I think you need to make distinction between website and web application. The latter came later and is by definition a lot more complex, I assume this is mainly where the premise originates from.

But having gone through building websites with frames, tables, png's for box shadows and border radius, jQuery and php based web apps, and having spend many days making my grunt/gulp/webpack config work and supporting IE, I can with great certainty say things have never been easier than they are now.

Now, is it necessary [to build webapps]; Yes. Usability expectations have gone up, the level of details and polishing has gone up, more interactivity, and more sophisticated visual elements. Webapp now do things native applications could not do back in the day.


So, the thing is... I'm not a webdev, though I've done web development in the distant past (early noughties). I'm not a desktop dev, though again done it in the late nineties and early noughties. I messed around with modern desktop/mobile dev recently (specifically Cocoa) and it's basically fine; in many ways simpler and better abstracted than what I was used to (mostly GTK+ and some win32 stuff back in the day). I looked at modern webdev stuff... and I'm sorry, it's insane. Vast increase in complexity for, for most purposes, no real gains.
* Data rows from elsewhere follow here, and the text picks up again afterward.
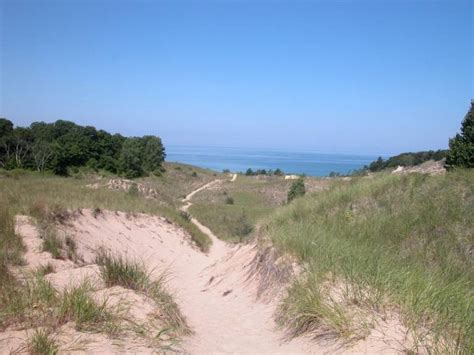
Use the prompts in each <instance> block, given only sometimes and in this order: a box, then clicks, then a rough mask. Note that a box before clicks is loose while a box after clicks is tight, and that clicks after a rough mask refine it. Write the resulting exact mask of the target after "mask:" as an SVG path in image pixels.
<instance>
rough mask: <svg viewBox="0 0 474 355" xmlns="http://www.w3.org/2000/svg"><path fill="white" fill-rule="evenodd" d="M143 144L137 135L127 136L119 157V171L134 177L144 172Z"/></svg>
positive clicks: (142, 173)
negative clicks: (130, 136)
mask: <svg viewBox="0 0 474 355" xmlns="http://www.w3.org/2000/svg"><path fill="white" fill-rule="evenodd" d="M142 158H143V144H142V140H141V139H140V138H138V137H132V138H127V139H126V140H125V142H123V145H122V151H121V153H120V159H119V172H120V173H121V174H123V175H124V176H125V177H127V178H136V177H140V176H142V175H143V174H144V170H143V160H142Z"/></svg>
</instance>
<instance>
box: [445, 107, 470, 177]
mask: <svg viewBox="0 0 474 355" xmlns="http://www.w3.org/2000/svg"><path fill="white" fill-rule="evenodd" d="M454 167H463V168H474V100H473V101H471V108H470V109H469V111H468V113H467V114H466V116H465V117H464V120H463V121H462V124H461V133H458V134H456V136H455V137H454V138H451V139H450V140H449V152H448V156H447V157H446V168H447V169H452V168H454Z"/></svg>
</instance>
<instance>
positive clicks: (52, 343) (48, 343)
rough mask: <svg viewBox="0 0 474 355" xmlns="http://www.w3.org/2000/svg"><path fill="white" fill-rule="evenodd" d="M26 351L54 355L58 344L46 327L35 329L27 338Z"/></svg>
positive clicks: (38, 354) (56, 350)
mask: <svg viewBox="0 0 474 355" xmlns="http://www.w3.org/2000/svg"><path fill="white" fill-rule="evenodd" d="M28 351H29V352H30V354H32V355H55V354H57V353H58V346H57V344H56V341H55V339H54V338H53V337H52V335H51V333H50V332H49V330H47V329H36V330H35V332H34V333H33V335H32V336H31V337H30V338H29V339H28Z"/></svg>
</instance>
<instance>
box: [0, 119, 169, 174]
mask: <svg viewBox="0 0 474 355" xmlns="http://www.w3.org/2000/svg"><path fill="white" fill-rule="evenodd" d="M164 158H165V150H164V147H163V145H162V143H161V139H160V138H158V137H155V136H144V137H141V138H138V137H133V138H125V137H123V136H121V135H119V134H115V135H111V134H110V133H107V132H105V131H103V130H96V129H95V128H94V127H91V126H85V127H84V126H79V125H77V124H75V123H73V122H68V121H63V120H58V121H56V122H54V123H45V122H34V123H32V124H31V125H30V127H28V128H23V127H14V126H13V123H12V122H10V121H9V120H7V119H4V118H1V119H0V167H1V168H4V169H18V168H21V169H29V170H37V171H40V172H41V171H45V170H50V171H53V172H54V173H56V174H58V175H67V174H68V171H69V170H70V169H71V168H73V169H75V168H77V167H82V166H86V167H88V168H89V169H91V170H94V171H98V170H101V169H102V170H106V171H109V172H111V173H120V174H123V175H125V176H126V177H139V176H143V175H145V174H148V173H153V172H159V171H160V170H161V169H162V167H161V164H162V162H163V161H164Z"/></svg>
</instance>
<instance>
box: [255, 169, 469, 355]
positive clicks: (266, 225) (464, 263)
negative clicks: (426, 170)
mask: <svg viewBox="0 0 474 355" xmlns="http://www.w3.org/2000/svg"><path fill="white" fill-rule="evenodd" d="M473 216H474V172H473V171H457V172H454V173H449V174H445V175H441V176H427V175H420V174H410V175H405V176H396V175H388V174H381V175H377V176H374V177H373V178H359V179H353V180H351V181H350V182H345V181H340V182H336V183H335V184H334V185H333V187H332V188H330V189H329V190H328V191H322V192H319V193H317V194H312V195H310V196H306V197H304V198H301V199H298V200H295V201H294V202H293V203H292V204H290V205H289V206H286V207H284V208H282V209H281V210H279V212H278V213H276V214H275V215H273V216H272V217H271V218H270V219H269V221H268V222H267V223H266V224H265V225H264V226H263V228H262V231H265V233H266V234H268V236H270V238H271V239H272V241H273V243H274V245H275V246H276V247H277V248H278V249H279V250H280V251H281V252H286V253H289V254H291V255H293V256H295V257H297V258H298V259H299V260H300V262H301V263H302V264H303V265H305V269H306V278H303V279H302V280H300V281H298V282H299V284H295V285H294V286H293V287H291V288H290V293H289V295H288V298H287V299H286V300H285V301H284V302H283V304H282V307H281V308H280V315H279V319H280V321H281V323H282V324H285V325H286V326H288V327H289V328H290V330H291V332H292V333H293V334H300V333H302V332H305V331H308V330H314V329H319V328H320V327H323V328H324V327H326V328H327V329H329V331H331V332H335V333H336V334H338V335H340V336H343V337H345V338H351V337H352V336H355V335H357V334H360V332H359V331H358V330H357V329H354V327H353V324H352V325H351V322H347V321H346V320H347V319H349V320H350V318H351V317H352V316H353V315H352V313H351V309H353V308H354V306H355V305H356V306H357V307H358V308H361V309H365V310H373V311H374V312H379V311H381V310H384V309H391V308H395V309H398V310H399V312H400V313H401V316H402V320H403V322H404V324H405V326H407V328H408V329H409V330H410V331H411V332H412V334H413V335H414V337H415V339H414V340H415V347H417V348H415V350H419V351H421V350H425V351H429V352H442V353H446V352H448V353H456V352H457V353H474V336H473V335H474V297H473V295H474V264H473V258H472V250H473V249H472V248H473V245H474V234H473V233H472V231H473V230H474V218H473ZM322 285H332V287H322ZM331 288H332V290H331ZM334 289H337V290H338V297H333V295H332V292H333V291H334ZM331 298H332V300H334V299H338V301H339V302H338V305H339V306H342V307H343V308H342V309H341V308H335V307H334V303H331ZM341 312H342V314H341ZM344 315H345V318H346V320H344ZM352 323H354V322H352ZM356 328H357V327H356ZM362 333H363V332H362Z"/></svg>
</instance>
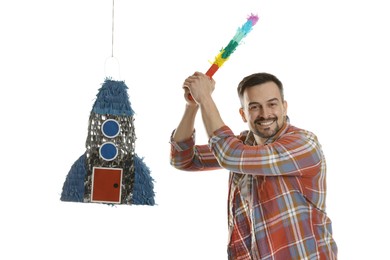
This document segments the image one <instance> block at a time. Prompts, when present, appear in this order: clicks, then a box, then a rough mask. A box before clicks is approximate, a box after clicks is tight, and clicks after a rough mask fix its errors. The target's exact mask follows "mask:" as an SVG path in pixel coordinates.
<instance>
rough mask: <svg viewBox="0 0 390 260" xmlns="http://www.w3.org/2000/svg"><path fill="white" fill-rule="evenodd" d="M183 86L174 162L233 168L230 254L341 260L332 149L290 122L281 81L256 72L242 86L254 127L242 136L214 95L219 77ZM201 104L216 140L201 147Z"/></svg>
mask: <svg viewBox="0 0 390 260" xmlns="http://www.w3.org/2000/svg"><path fill="white" fill-rule="evenodd" d="M183 88H184V92H185V93H184V96H185V99H186V106H185V111H184V115H183V117H182V120H181V121H180V122H179V125H178V127H177V128H176V129H175V131H174V132H173V134H172V136H171V164H172V166H174V167H176V168H177V169H180V170H186V171H205V170H214V169H221V168H225V169H227V170H228V171H229V172H230V177H229V195H228V205H229V206H228V225H229V244H228V259H237V260H238V259H245V260H246V259H248V260H250V259H253V260H258V259H275V260H278V259H281V260H285V259H337V245H336V243H335V241H334V239H333V235H332V224H331V220H330V219H329V217H328V216H327V214H326V211H325V200H326V163H325V158H324V154H323V152H322V149H321V145H320V143H319V142H318V139H317V137H316V136H315V135H314V134H313V133H311V132H309V131H307V130H303V129H299V128H297V127H295V126H292V125H291V124H290V122H289V119H288V117H287V102H286V101H285V100H284V96H283V85H282V83H281V82H280V81H279V79H277V78H276V77H275V76H274V75H271V74H268V73H255V74H252V75H249V76H247V77H245V78H244V79H243V80H242V81H241V82H240V83H239V85H238V88H237V91H238V96H239V98H240V102H241V108H240V109H239V112H240V115H241V117H242V119H243V121H244V122H246V123H247V124H248V127H249V130H246V131H243V132H242V133H241V134H240V135H238V136H236V135H234V134H233V132H232V131H231V129H230V128H229V127H228V126H226V125H225V124H224V122H223V120H222V118H221V116H220V114H219V111H218V108H217V106H216V104H215V102H214V100H213V98H212V96H211V94H212V92H213V90H214V88H215V81H214V80H213V79H210V78H208V77H207V76H206V75H204V74H203V73H200V72H195V73H194V74H193V75H192V76H190V77H188V78H187V79H186V80H185V81H184V84H183ZM189 94H191V96H192V98H191V99H190V98H189ZM199 109H200V111H201V115H202V119H203V123H204V126H205V128H206V131H207V133H208V136H209V138H210V139H209V144H208V145H196V144H195V129H194V122H195V117H196V114H197V112H198V110H199Z"/></svg>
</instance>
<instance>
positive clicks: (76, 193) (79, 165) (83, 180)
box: [61, 154, 87, 202]
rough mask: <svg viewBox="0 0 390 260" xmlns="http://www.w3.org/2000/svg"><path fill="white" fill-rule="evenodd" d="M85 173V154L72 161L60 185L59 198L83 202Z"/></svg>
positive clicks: (66, 200) (86, 169)
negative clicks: (72, 161)
mask: <svg viewBox="0 0 390 260" xmlns="http://www.w3.org/2000/svg"><path fill="white" fill-rule="evenodd" d="M86 173H87V169H86V168H85V154H83V155H82V156H80V158H79V159H78V160H77V161H75V162H74V164H73V165H72V167H71V169H70V171H69V173H68V175H67V176H66V180H65V182H64V186H63V187H62V194H61V200H62V201H74V202H83V200H84V179H85V175H86Z"/></svg>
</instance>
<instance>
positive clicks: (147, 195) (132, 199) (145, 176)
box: [132, 154, 155, 206]
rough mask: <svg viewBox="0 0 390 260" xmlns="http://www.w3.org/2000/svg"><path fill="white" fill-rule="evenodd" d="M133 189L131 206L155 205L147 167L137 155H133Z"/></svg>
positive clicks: (153, 186) (151, 182) (153, 192)
mask: <svg viewBox="0 0 390 260" xmlns="http://www.w3.org/2000/svg"><path fill="white" fill-rule="evenodd" d="M134 172H135V176H134V186H133V187H134V188H133V198H132V204H135V205H150V206H153V205H155V202H154V191H153V187H154V185H153V181H154V180H153V178H152V177H151V176H150V170H149V168H148V166H146V164H145V163H144V162H143V159H141V158H139V157H138V155H137V154H135V155H134Z"/></svg>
I can't think of anywhere else this is the case. If you want to access an SQL database, that's easier than it used to be, and better abstractions on top are available if you want them. If you want to write a web API, that's easier than it used to be, and again nice abstractions are available. If you want to process tens of terabytes of data, that's so much easier it's not even funny. But if you want to write a webapp... unless you totally ignore the modern stuff it's vastly, vastly more complex than it used to be.
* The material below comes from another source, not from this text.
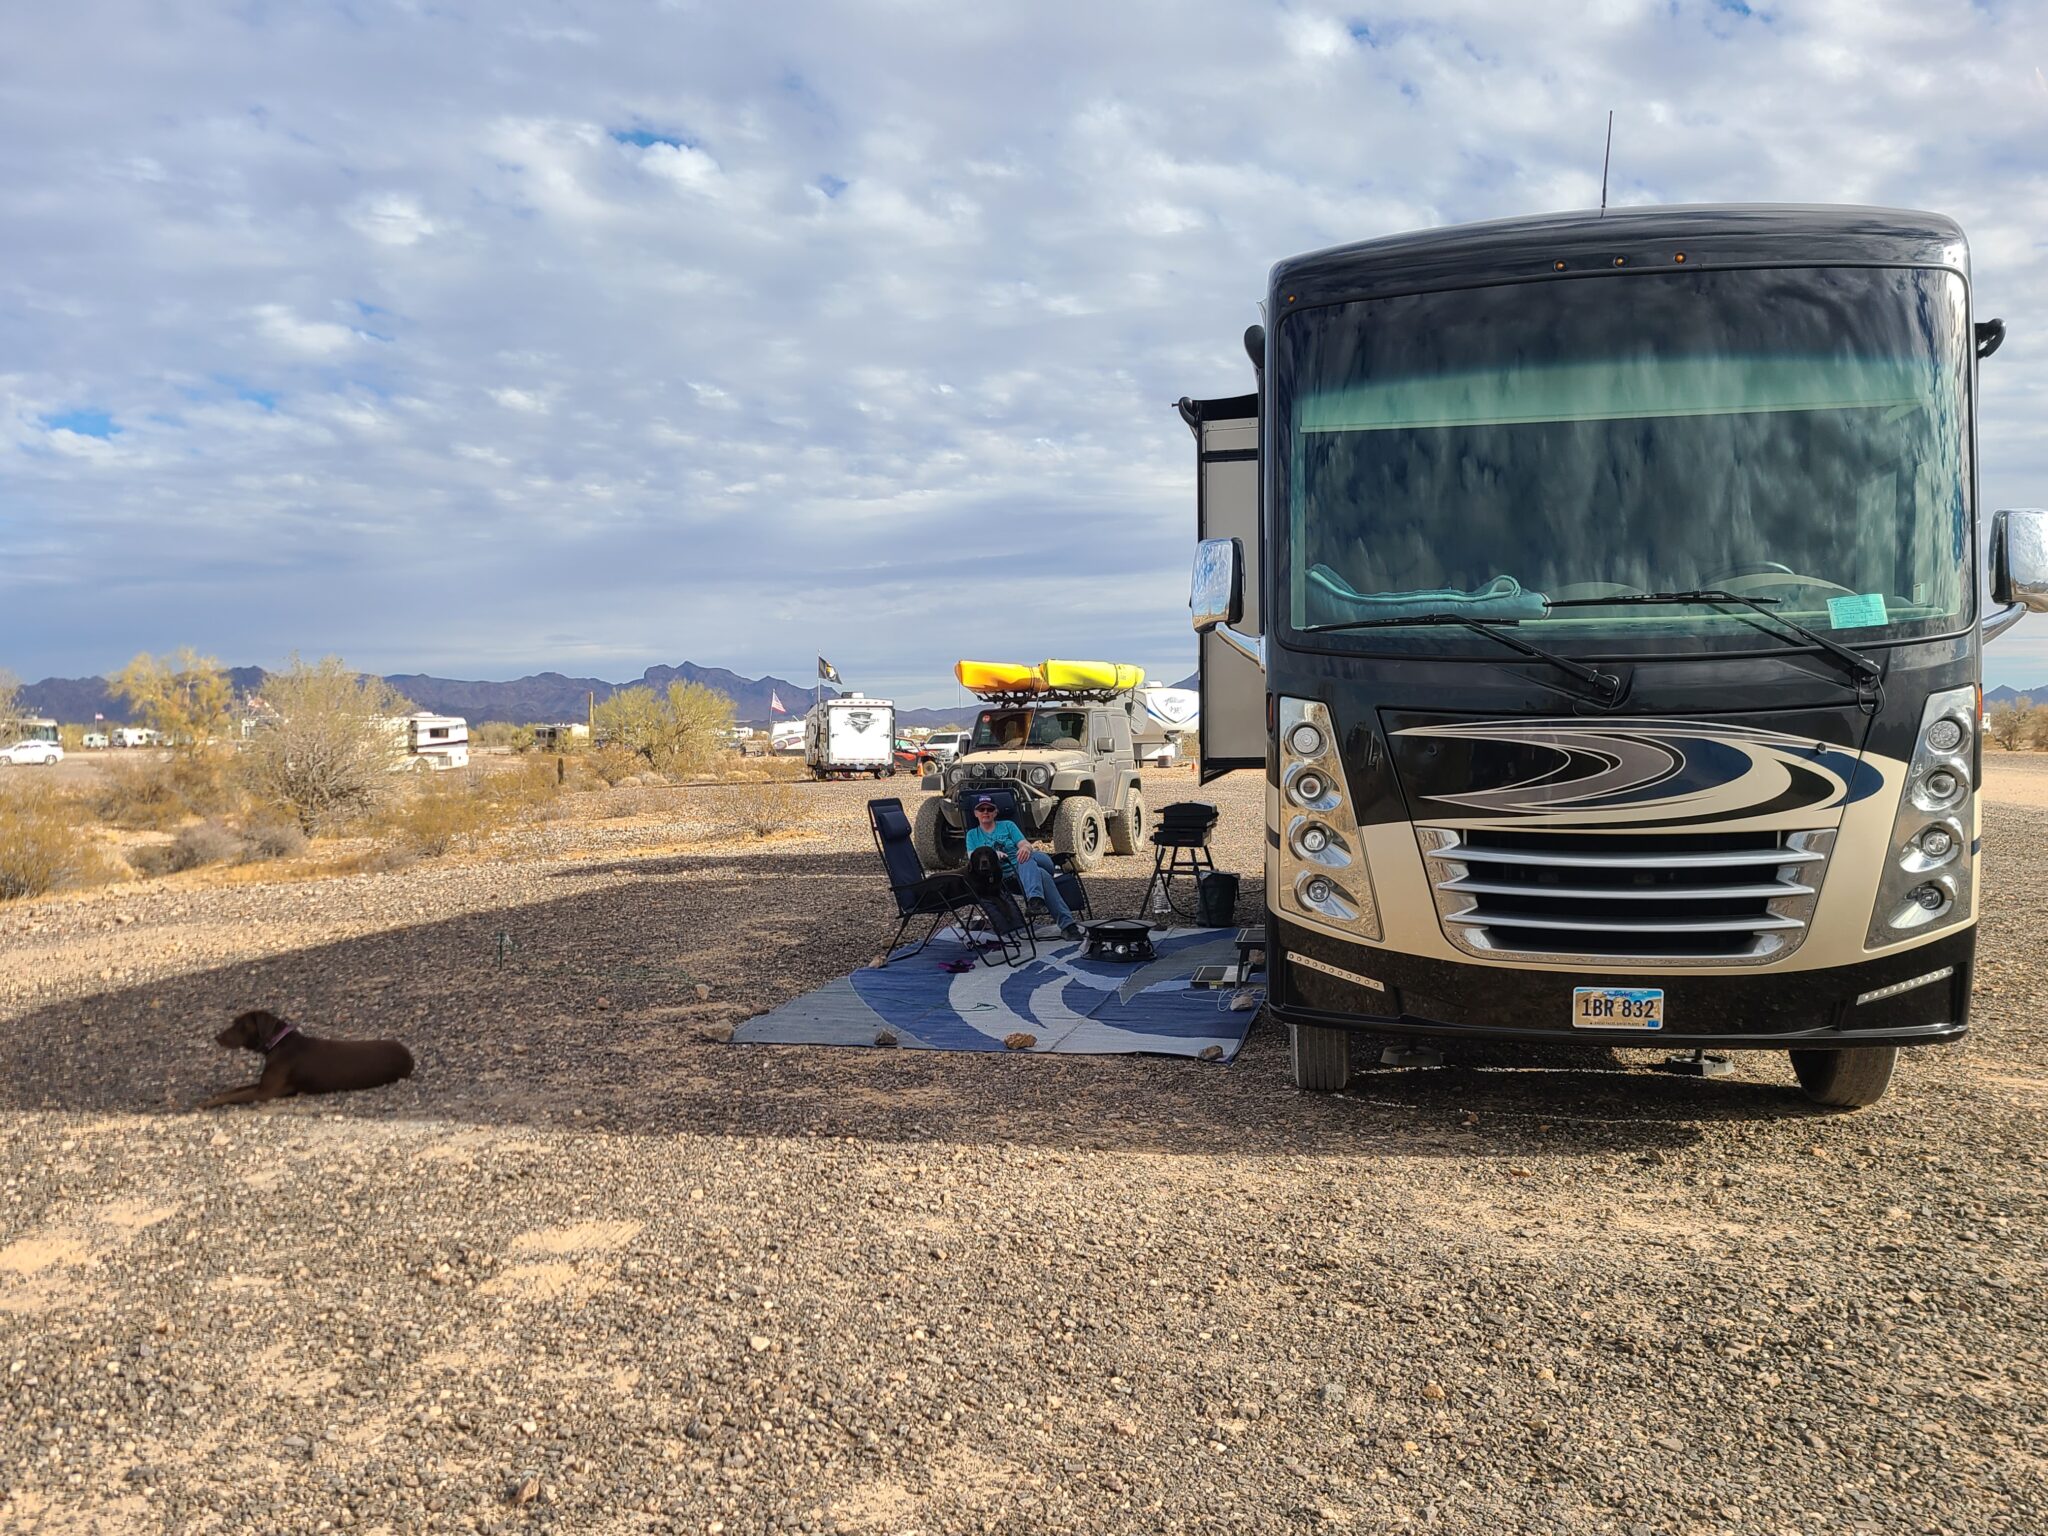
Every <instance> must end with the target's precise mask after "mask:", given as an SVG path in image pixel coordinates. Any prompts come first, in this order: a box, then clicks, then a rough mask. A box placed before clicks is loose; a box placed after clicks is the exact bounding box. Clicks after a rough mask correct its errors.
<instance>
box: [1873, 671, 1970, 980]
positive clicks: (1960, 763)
mask: <svg viewBox="0 0 2048 1536" xmlns="http://www.w3.org/2000/svg"><path fill="white" fill-rule="evenodd" d="M1974 711H1976V686H1974V684H1972V686H1966V688H1944V690H1942V692H1937V694H1931V696H1929V698H1927V705H1925V707H1923V709H1921V729H1919V735H1917V737H1913V760H1911V762H1909V764H1907V774H1905V791H1903V793H1901V797H1898V809H1896V811H1894V813H1892V840H1890V846H1888V854H1890V856H1888V858H1886V862H1884V872H1882V877H1880V879H1878V889H1876V895H1874V899H1872V903H1870V928H1868V930H1866V936H1864V948H1866V950H1876V948H1884V946H1888V944H1901V942H1905V940H1909V938H1925V936H1929V934H1935V932H1942V930H1944V928H1950V926H1952V924H1960V922H1968V920H1970V913H1972V905H1974V895H1976V860H1974V854H1972V842H1970V827H1972V825H1974V819H1976V805H1974V799H1976V784H1974V782H1972V780H1974V774H1972V770H1970V756H1968V754H1970V750H1972V745H1974V743H1972V731H1974V721H1976V715H1974Z"/></svg>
I suppose this may be my grumpy old man side coming out, but I really don't find modern single page apps to be a better experience than mid-noughties webapps in the vast majority of cases. They're usually worse; in particular they're usually slower, and mess with UI expectations more. And yet they are _vastly_ more difficult to produce. The whole thing seems like it took a wrong turn somewhere.


that's nonsense. As OP points out the bedrock of the web is a protocol designed for displaying more or less plain text documents from the 90s and everything else is essentially a hack on top of it. Native apps have plenty of ideas worth stealing, it's just that this is pretty tough to do. (the event based style of web apps for example as a mechanism existed forever in just about any desktop ui framework).